Government and regulatory requirements for red teaming

  • US Executive Order 14110 (2023): Required developers of frontier AI models (above defined compute thresholds) to share red team results with the US government before deployment. Reinforced by the Frontier AI Safety Commitments signed by major labs.
  • EU AI Act (2024): Requires 'high-risk' AI systems to undergo conformity assessments including adversarial testing. 'General-purpose AI models with systemic risk' (above 10²⁵ FLOP training compute) must conduct adversarial testing and report to the AI Office.
  • UK AI Safety Institute: Conducted pre-deployment evaluations of Claude 3, GPT-4o, and Gemini 1.5 Pro in 2024, focusing on CBRN capabilities and cyber offensive capabilities. Published findings inform regulatory guidance.
  • Voluntary commitments: Anthropic, OpenAI, Google DeepMind, Microsoft, Meta, and others have committed to pre-deployment third-party safety evaluations and sharing red team findings with governments before releasing frontier models.

Practice questions

  1. What is the difference between white-box and black-box red teaming for LLMs? (Answer: White-box: red teamers have access to model weights, architecture, and training details — can compute gradient-based adversarial inputs, analyse internal representations, and test specific safety mechanisms. Black-box: only API access — must probe through prompt manipulation, observing outputs. Most deployed model red teaming is black-box (models are proprietary). White-box enables much more systematic vulnerability analysis but requires model access.)
  2. What categories of harm do AI red teams typically test for? (Answer: Weapons of mass destruction assistance (bio, chem, nuclear, radiological); CSAM generation; violent extremism facilitation; cyberweapon creation; personal data extraction; identity theft facilitation; privacy violations; social engineering tools; disinformation generation at scale; self-harm facilitation; financial fraud assistance. The UK AISI red-teaming framework adds: persuasion capabilities (manipulation), and uplift (does the model provide meaningful additional capability beyond a search engine?).)
  3. What is the difference between offensive jailbreaking (finding safety bypasses) and constructive red teaming? (Answer: Offensive jailbreaking: adversarially find ways to extract harmful outputs, often to embarrass the company or for personal use. Goal: demonstrate vulnerability. Constructive red teaming: systematically probe for vulnerabilities to improve safety before deployment. Goal: enumerate and fix vulnerabilities. Constructive red teams write detailed reports about successful attacks, their reliability, and recommended mitigations — not just demonstrate that an attack works.)
  4. The UK AI Safety Institute required frontier model red teaming before release. What gap does this fill? (Answer: Internal red teaming has conflicts of interest (you may not want to find problems that delay release) and limited attack surface coverage (your team has the same blind spots).

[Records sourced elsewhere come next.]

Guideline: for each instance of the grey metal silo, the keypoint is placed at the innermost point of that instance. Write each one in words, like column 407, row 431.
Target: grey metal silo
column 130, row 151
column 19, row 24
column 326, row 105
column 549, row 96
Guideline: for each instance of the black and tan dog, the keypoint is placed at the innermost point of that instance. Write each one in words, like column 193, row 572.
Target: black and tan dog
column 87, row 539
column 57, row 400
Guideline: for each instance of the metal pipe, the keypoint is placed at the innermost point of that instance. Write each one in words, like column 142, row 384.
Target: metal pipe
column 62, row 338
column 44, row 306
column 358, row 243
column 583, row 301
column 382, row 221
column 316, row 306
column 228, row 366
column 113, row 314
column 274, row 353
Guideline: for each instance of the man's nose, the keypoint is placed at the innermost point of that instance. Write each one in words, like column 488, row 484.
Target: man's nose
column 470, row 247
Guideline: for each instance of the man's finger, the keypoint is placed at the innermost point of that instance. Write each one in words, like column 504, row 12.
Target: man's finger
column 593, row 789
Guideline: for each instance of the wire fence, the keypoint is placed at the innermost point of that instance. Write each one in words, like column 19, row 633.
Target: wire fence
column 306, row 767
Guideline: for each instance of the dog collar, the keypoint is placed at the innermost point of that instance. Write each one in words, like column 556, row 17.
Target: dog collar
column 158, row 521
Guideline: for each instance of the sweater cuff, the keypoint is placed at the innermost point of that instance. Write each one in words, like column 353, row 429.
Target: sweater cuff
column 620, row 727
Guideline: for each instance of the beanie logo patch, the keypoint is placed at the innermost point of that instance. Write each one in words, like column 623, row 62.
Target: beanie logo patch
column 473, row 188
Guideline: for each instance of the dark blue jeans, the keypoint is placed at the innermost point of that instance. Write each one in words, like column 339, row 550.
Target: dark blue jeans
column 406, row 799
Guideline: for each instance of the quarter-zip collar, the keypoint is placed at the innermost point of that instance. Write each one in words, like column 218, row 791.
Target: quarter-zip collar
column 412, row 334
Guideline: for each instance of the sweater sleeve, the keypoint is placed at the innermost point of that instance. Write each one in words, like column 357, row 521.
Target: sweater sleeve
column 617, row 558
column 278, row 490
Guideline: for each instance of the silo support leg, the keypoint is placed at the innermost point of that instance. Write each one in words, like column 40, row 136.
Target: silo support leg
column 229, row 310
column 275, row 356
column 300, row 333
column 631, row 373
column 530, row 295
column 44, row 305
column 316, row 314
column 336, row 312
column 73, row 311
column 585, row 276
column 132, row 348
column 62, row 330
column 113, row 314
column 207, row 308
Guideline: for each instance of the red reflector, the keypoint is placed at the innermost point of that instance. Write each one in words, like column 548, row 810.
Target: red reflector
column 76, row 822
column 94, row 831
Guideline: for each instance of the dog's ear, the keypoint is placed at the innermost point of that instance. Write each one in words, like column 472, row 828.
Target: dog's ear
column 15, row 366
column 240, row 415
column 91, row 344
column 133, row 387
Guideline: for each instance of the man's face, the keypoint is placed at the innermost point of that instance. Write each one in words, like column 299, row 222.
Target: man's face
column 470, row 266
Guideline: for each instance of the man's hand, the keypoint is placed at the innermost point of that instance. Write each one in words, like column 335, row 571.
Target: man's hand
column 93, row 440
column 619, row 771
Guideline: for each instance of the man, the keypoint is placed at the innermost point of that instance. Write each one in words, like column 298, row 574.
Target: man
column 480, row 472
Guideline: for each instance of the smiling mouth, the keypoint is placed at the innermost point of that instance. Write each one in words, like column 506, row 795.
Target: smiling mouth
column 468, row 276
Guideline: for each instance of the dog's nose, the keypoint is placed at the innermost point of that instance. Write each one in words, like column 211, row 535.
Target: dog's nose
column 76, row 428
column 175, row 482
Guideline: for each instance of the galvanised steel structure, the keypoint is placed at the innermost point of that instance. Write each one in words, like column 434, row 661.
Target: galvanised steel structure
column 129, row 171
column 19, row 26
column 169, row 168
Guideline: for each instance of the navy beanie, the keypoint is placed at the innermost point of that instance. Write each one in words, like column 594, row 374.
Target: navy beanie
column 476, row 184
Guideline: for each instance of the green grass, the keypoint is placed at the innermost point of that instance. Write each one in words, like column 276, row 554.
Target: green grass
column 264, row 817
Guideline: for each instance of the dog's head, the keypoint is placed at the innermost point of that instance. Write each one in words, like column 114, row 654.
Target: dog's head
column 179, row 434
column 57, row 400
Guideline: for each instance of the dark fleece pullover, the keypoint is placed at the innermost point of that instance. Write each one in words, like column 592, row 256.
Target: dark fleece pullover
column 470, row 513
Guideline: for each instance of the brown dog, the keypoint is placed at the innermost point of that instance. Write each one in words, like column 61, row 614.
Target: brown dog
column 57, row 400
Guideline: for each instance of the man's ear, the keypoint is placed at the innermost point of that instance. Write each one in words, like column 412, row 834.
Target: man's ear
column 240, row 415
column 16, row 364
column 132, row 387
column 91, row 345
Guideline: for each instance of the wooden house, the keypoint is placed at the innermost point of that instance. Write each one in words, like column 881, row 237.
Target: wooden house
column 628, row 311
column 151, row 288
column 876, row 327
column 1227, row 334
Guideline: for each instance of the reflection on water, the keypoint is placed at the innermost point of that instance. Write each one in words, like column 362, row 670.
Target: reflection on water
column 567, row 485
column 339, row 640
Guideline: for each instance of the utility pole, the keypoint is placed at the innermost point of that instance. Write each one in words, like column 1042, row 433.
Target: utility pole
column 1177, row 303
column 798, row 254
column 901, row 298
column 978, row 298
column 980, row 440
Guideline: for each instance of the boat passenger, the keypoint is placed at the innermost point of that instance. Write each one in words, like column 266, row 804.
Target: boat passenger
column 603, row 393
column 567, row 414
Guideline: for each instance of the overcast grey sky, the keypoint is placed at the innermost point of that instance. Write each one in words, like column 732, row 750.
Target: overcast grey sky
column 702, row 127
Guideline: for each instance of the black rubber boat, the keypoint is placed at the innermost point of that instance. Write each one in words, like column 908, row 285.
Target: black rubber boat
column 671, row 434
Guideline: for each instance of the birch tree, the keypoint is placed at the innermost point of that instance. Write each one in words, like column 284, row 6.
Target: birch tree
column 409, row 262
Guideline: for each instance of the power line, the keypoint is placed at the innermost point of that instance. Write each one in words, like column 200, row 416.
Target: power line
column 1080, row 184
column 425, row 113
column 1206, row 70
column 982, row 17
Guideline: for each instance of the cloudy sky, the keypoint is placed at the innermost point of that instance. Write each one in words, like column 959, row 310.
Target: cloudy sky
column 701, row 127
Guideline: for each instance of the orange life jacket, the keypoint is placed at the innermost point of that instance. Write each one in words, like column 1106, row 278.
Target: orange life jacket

Third-party government red teaming by UKIASI provides independent assessment, broader attack surface coverage from diverse team backgrounds, authoritative public reporting, and accountability. It mirrors financial auditing — internal controls plus independent external verification.)
  5. What is a red team 'uplift evaluation' and why is it important for frontier AI governance? (Answer: Uplift evaluation measures whether a model provides meaningful capability enhancement (uplift) to someone trying to cause harm. Not just 'can it answer harmful questions' but 'does it provide information that substantially increases a malicious actor's capability beyond what Google provides?' For bioweapons: does the model provide synthesis routes that meaningfully advance a bad actor beyond public literature? High-uplift responses are a hard safety red line. Evaluating uplift requires domain experts (biosecurity, cybersecurity, nuclear experts) on the red team.)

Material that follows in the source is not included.